A major challenge for investors is that they may not have adequately adjusted their investment portfolios to address longer life expectancies and the increased time horizon they will need for their retirement, said Junkans.
“Only 13% of those surveyed said longer life spans have caused them to be more aggressive, while 87% are either more conservative or have not made any changes. Investors need to gain a better understanding of their future needs,” Junkans said. “Despite the market reaching record highs this year, 21% of the survey respondents who remain wary of the market said nothing would get them to add more stocks to their portfolio.”TNS conducted the survey of more than 500 affluent investors ($500,000+ in investable assets) February 6 – 12, 2014, to understand investor sentiment in the current environment, investor thoughts on the bear market from 2008 to 2009, and how they may have changed their investment strategy.
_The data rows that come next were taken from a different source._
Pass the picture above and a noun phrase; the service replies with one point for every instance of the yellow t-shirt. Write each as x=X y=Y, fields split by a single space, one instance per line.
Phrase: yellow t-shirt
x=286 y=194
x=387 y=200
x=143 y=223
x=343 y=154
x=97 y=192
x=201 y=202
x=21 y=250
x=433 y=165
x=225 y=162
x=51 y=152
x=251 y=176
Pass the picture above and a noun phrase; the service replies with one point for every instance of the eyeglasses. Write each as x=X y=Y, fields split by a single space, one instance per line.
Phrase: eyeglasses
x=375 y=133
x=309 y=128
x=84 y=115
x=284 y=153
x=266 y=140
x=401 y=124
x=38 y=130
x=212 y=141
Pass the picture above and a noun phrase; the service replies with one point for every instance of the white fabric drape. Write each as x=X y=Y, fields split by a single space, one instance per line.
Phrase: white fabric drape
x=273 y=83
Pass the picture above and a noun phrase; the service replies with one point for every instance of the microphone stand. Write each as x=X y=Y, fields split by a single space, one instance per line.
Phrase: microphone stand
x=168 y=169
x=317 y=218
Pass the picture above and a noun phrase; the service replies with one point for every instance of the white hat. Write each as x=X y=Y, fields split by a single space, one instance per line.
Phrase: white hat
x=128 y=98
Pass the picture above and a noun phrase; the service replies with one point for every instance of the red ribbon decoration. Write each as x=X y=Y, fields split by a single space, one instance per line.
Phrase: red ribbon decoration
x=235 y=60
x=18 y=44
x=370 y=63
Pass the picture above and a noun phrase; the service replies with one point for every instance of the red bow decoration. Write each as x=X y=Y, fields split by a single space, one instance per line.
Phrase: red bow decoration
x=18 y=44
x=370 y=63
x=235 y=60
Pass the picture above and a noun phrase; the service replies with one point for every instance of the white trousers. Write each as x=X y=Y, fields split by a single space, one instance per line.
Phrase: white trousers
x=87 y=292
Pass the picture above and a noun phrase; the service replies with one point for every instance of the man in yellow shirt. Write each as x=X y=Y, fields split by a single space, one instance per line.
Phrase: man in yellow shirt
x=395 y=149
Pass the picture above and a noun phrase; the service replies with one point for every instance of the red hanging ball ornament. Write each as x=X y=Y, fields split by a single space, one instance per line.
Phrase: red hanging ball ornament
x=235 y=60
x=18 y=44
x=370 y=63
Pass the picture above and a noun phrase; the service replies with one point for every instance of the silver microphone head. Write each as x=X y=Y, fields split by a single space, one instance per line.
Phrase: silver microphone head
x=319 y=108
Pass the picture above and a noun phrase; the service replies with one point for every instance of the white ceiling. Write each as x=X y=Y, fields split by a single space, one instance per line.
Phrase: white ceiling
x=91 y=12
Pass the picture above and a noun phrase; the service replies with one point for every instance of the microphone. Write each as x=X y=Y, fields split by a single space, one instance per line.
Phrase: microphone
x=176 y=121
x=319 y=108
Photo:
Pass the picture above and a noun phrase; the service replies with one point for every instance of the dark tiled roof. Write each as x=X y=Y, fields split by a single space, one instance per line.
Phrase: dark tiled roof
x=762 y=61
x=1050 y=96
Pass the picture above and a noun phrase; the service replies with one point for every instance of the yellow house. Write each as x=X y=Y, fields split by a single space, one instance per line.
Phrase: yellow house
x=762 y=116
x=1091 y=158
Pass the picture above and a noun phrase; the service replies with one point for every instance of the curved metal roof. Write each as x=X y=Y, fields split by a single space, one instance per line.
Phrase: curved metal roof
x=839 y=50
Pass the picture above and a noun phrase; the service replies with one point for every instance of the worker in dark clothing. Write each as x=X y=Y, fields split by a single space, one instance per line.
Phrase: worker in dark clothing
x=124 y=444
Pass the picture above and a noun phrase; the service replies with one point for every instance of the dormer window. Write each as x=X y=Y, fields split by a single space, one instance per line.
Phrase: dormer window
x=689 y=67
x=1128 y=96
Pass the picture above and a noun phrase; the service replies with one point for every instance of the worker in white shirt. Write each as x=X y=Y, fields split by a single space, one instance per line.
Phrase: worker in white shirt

According to Junkans, the survey results give great insight into how much more investors need to learn about wealth planning, as well as the importance of identifying goals and sticking to them. “Investors’ confidence needs to be rooted in a conviction that they’re taking appropriate risks to meet their long-term goals. Without that conviction, emotional investing and reacting to the daily news are a road to failure,” said Junkans.